Tvindy’s hoping for a little more assistance in culling worthwhile posts, preferably posts chosen by regular readers of the participating weblogs, rather than solely author-nominated work.

As readers, are there any posts that stand out in your mind as particularly noteworthy, for whatever reason? They don’t have to be long, or serious, or anything in particular aside from standing out in one way or another. If so, toss ’em in the comments here — if you don’t want to dig through the archives yourself, just throw up whatever details you can remember, and I’ll track it down.

Not only will this help the project, but I’d be interested to see what — if anything — comes out of this.

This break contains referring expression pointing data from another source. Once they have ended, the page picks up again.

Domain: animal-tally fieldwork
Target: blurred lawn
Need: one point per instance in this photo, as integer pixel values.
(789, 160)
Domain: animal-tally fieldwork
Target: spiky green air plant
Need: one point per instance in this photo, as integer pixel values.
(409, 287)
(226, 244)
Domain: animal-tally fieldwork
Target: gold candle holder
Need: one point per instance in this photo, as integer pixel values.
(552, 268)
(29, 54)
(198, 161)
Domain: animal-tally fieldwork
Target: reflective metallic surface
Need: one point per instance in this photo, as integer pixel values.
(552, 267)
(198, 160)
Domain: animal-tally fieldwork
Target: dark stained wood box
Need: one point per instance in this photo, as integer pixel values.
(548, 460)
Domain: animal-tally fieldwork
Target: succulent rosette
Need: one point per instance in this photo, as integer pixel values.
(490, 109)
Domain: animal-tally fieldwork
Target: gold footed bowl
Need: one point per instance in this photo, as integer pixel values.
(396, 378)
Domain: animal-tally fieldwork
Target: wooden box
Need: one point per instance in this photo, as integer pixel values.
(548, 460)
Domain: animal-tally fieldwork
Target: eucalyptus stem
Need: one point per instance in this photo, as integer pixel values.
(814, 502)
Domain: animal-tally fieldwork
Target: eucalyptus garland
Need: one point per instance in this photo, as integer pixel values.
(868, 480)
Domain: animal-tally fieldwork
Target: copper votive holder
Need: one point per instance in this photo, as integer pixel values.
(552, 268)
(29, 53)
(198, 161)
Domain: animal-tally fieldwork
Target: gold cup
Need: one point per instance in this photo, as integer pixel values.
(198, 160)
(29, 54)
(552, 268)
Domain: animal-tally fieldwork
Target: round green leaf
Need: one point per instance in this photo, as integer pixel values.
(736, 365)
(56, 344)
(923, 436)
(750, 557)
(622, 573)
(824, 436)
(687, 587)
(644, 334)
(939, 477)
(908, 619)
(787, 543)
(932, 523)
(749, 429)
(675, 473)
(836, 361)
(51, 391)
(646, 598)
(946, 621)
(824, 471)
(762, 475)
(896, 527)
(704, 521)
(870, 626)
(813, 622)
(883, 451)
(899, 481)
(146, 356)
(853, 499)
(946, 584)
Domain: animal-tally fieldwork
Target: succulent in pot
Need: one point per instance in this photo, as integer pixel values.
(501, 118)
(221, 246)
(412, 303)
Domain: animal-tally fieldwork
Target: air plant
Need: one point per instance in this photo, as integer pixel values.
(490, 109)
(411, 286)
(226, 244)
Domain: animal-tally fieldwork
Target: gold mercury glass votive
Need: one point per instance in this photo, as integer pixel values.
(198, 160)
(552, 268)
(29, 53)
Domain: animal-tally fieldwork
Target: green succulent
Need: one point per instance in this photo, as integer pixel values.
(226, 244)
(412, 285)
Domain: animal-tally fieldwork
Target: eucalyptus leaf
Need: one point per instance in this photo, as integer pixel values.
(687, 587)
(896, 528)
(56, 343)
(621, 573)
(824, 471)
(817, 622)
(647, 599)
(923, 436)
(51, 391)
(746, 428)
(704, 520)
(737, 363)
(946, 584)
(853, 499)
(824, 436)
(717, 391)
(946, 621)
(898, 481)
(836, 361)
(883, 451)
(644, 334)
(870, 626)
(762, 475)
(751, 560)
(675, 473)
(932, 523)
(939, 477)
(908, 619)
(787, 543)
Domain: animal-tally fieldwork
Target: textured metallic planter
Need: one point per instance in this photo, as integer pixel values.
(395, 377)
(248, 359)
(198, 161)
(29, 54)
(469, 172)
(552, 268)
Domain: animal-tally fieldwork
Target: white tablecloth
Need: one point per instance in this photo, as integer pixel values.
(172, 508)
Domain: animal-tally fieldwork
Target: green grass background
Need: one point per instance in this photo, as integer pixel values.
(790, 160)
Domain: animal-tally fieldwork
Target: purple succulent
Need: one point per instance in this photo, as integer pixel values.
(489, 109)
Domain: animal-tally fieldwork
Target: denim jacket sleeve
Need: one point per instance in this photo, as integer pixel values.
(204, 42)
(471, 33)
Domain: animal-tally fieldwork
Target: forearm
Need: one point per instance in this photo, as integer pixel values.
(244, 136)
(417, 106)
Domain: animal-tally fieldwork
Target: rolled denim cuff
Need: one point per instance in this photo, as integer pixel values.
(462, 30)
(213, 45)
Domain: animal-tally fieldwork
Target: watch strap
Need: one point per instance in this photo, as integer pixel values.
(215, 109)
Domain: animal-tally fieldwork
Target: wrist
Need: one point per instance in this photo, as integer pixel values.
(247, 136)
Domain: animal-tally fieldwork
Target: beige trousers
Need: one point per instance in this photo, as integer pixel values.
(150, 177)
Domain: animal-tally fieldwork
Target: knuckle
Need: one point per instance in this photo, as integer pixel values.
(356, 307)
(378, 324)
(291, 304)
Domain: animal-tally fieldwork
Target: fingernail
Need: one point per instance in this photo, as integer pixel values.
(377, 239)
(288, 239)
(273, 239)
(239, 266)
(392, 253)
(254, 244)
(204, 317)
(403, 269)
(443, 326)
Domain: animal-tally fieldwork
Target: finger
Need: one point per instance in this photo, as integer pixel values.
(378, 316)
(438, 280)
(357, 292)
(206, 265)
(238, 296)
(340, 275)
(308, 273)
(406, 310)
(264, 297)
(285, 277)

iTunesConga Fury” by Juno Reactor from the album Bible of Dreams (1997, 8:06).

New Styles

I’ve done very little posting or reading over the weekend, and I’m up way too late tonight (tomorrow morning is really going to suck), but it’s all for a good cause — well, okay, depending on how you define that — as there are now two new stylesheets available in the switcher over to the right.

Simple Green style screenshot

The first is “Simple Green”. There’s really not a whole lot to look at, as I was mainly using it to play with a couple ideas that I had but wasn’t sure if I could quite get them to work correctly or not. Green monotype text on a black background, very little styling aside from that. In all honesty, while it’s kind of fun for a few moments, I wouldn’t want to read my site this way on a regular basis. Who knows, though, maybe someone will decide that it makes me look more ‘l33t’ and Matrix-y.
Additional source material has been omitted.